Thursday 29th July 2021
I woke around 3am I think it was, unable to get back to sleep, I look out the bedroom window and see the beautiful bright moon, every now and then it disappears behind a cloud…almost like playing hide ‘n’ seek with me.
As I look at the moon, to the right is a very bright star…or is it a planet? I have no idea which it is but I try to take a photo anyway.
Think I need a better camera! Ha! Ha!
Over the last few weeks I have done quite a bit of reading, not for myself. Yet again I have found myself saying yes to something, thinking It would possibly be a leisurely task.

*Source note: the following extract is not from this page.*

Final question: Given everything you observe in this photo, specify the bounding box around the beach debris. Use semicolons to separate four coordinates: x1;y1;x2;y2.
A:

I think I was either misinformed or I didn’t quite understand the work involved. Not wanting to back out of the task, I carried on regardless.
Once again I find myself muddling through, reading for what I thought was going to be a couple of days actually turned into weeks. This was hard graft for my head to take, leaving me with headaches from the eye concentration, also emotional from what I am reading. So much sadness and negativity, bringing my mood down, putting me in a sad place, making me think this I what I could be like in years to come, will my family be complaining about looking after me?
I found the work to be mentally and physically exhausting !
I am so fed up of reading, watching/seeing advertisements, just hearing negative things around dementia.
I just want to concentrate on the positives! The here and Now!
I’m 56 years old, I know what my outcome will be…We all do! With or without dementia!
So let’s enjoy our life. Look and you Will finds lots of positives!
Yesterday I felt exhausted…I could have moaned and groaned about how I was feeling, I could have sat in a chair all day! No I carried on doing less energetic tasks, going through photos…my wonderful memories of places I have visited, nature, the birds, my walks around parks, woodlands, beaches. All local I might add. The surprising thing is, all the photos are from the same places, all so different. The views, lighting, nature, it just changes every single day. Just so Magical!
I was so glad to have been exhausted…otherwise I wouldn’t have spent the time looking through my wonderful memories.
Today…Wow it’s windy, no beach walk or we will be sandblasted! Just a walk on the prom. A short walk today!
The wind has even snapped the chain on my hanging baskets, my own fault for not taking them down. I just wasn’t expecting it to be so windy. What a difference in the weather and temperature over the last 24 hours, it’s crazy!